Oracle to release fixes for 334 vulnerability patches

News by Robert Abel

Oracle announced it will be releasing a critical patch tomorrow (17 July) which will address 334 security vulnerabilities, the most critical of which having a CVSS 3.0 Base Score of 9.8.

The patch will affect hundreds of products and Oracle and security researchers alike recommend users update their systems as soon as possible to prevent infection.

"Some of the vulnerabilities addressed in this Critical Patch Update affect multiple products," researchers said in the pre-release announcement. "Due to the threat posed by a successful attack, Oracle strongly recommends that customers apply Critical Patch Update fixes as soon as possible."

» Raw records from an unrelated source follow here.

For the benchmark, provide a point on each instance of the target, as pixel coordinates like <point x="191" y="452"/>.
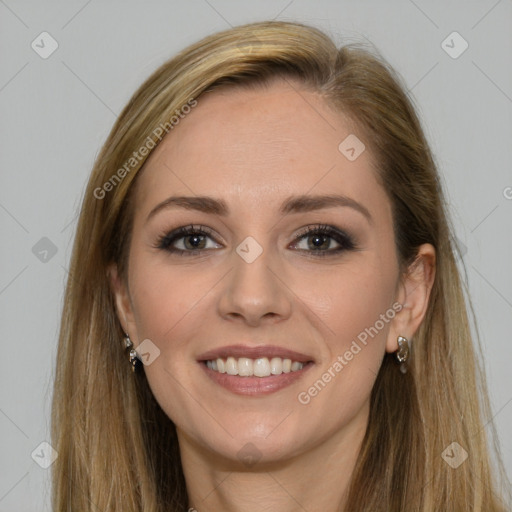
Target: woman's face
<point x="273" y="279"/>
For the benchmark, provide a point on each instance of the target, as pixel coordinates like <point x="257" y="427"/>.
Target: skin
<point x="253" y="148"/>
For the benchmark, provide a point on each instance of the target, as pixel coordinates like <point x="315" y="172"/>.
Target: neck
<point x="314" y="480"/>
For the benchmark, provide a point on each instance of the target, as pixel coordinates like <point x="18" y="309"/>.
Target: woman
<point x="264" y="310"/>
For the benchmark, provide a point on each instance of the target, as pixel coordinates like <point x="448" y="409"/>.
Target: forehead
<point x="253" y="146"/>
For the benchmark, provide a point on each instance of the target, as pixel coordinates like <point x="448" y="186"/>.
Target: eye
<point x="320" y="239"/>
<point x="187" y="240"/>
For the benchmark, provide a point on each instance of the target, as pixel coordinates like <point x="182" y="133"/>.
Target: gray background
<point x="56" y="112"/>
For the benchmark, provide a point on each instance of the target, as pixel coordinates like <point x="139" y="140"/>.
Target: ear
<point x="122" y="300"/>
<point x="413" y="294"/>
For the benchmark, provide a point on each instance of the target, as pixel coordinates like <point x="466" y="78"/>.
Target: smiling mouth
<point x="260" y="367"/>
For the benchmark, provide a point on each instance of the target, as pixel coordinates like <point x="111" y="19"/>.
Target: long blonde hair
<point x="118" y="451"/>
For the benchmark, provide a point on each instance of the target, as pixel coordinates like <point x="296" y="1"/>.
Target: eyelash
<point x="343" y="239"/>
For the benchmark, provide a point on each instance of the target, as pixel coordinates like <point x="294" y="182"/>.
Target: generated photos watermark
<point x="144" y="150"/>
<point x="305" y="397"/>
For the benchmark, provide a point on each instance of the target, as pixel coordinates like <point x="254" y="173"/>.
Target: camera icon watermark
<point x="44" y="250"/>
<point x="454" y="45"/>
<point x="351" y="147"/>
<point x="454" y="455"/>
<point x="44" y="455"/>
<point x="147" y="351"/>
<point x="44" y="45"/>
<point x="249" y="250"/>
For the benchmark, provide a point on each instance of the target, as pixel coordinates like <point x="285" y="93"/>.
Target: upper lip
<point x="238" y="351"/>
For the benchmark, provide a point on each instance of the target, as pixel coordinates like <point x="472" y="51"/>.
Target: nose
<point x="255" y="292"/>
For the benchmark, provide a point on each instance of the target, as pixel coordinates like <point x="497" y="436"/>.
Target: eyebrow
<point x="293" y="204"/>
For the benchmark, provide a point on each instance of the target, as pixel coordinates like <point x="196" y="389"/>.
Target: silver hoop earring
<point x="403" y="352"/>
<point x="133" y="357"/>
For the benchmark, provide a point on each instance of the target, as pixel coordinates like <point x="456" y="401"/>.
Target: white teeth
<point x="231" y="366"/>
<point x="296" y="366"/>
<point x="276" y="366"/>
<point x="261" y="367"/>
<point x="245" y="367"/>
<point x="221" y="367"/>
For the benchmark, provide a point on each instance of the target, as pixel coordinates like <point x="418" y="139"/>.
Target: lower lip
<point x="255" y="386"/>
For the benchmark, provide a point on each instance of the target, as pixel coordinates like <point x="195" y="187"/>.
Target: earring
<point x="135" y="362"/>
<point x="402" y="354"/>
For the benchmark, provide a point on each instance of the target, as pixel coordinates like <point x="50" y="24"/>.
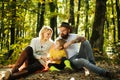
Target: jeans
<point x="86" y="52"/>
<point x="86" y="59"/>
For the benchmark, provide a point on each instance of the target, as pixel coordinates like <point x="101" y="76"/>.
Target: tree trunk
<point x="2" y="26"/>
<point x="113" y="21"/>
<point x="40" y="17"/>
<point x="97" y="37"/>
<point x="86" y="19"/>
<point x="78" y="15"/>
<point x="118" y="17"/>
<point x="12" y="29"/>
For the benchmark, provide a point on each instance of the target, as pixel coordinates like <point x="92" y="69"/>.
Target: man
<point x="82" y="57"/>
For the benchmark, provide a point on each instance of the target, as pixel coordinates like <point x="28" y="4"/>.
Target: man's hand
<point x="79" y="39"/>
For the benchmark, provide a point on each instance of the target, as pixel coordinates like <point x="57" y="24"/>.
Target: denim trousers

One of the updates will address the Database Server Executive Summary that contains three new security fixes for the Oracle Database Server, one of which could be remotely exploited without authentication and affects Core RDBMS, Java VM, and Oracle Spatial.

The updates also will include a new security fix for Oracle Global Lifecycle Management, 14 new security fixes for Oracle Communications Applications, and 11 new security fixes for the Oracle Construction and Engineering Suite.

The Lifecycle Management Risk Matrix is also remotely exploitable without authentication and affects the company's Global Lifecycle Management OPatchAuto.

The update will also address issues in Oracle E-Business Suite, Enterprise Manager Products Suite, Financial Services Applications, Fusion Middleware, Hospitality Applications, Hyperion, iLearning , Insurance Applications, Java SE, JD Edwards Products, MySQL , PeopleSoft Products, Policy Automation , Retail Applications,  Siebel CRM , Sun Systems Products Suite, Support Tools, Utilities Applications, and Virtualisation.

Some researchers fear these vulnerabilities will affect products for years to come and recognise that due to the scope of the update, many users may prolong updating their systems fearing the downtime the updates may cause.

"Because updating Oracle databases [generally] causes business disruption, people are often slow to make necessary updates," said Allan Liska, threat intelligence researcher at Recorded Future. "We encourage organisations to immediately begin planning for these updates, given the significant risk and low attacker sophistication to find and exploit." 

Liska added that many of the products are deployed on public-facing websites and could mean hundreds of thousands of hosts and organisations that are vulnerable to attack.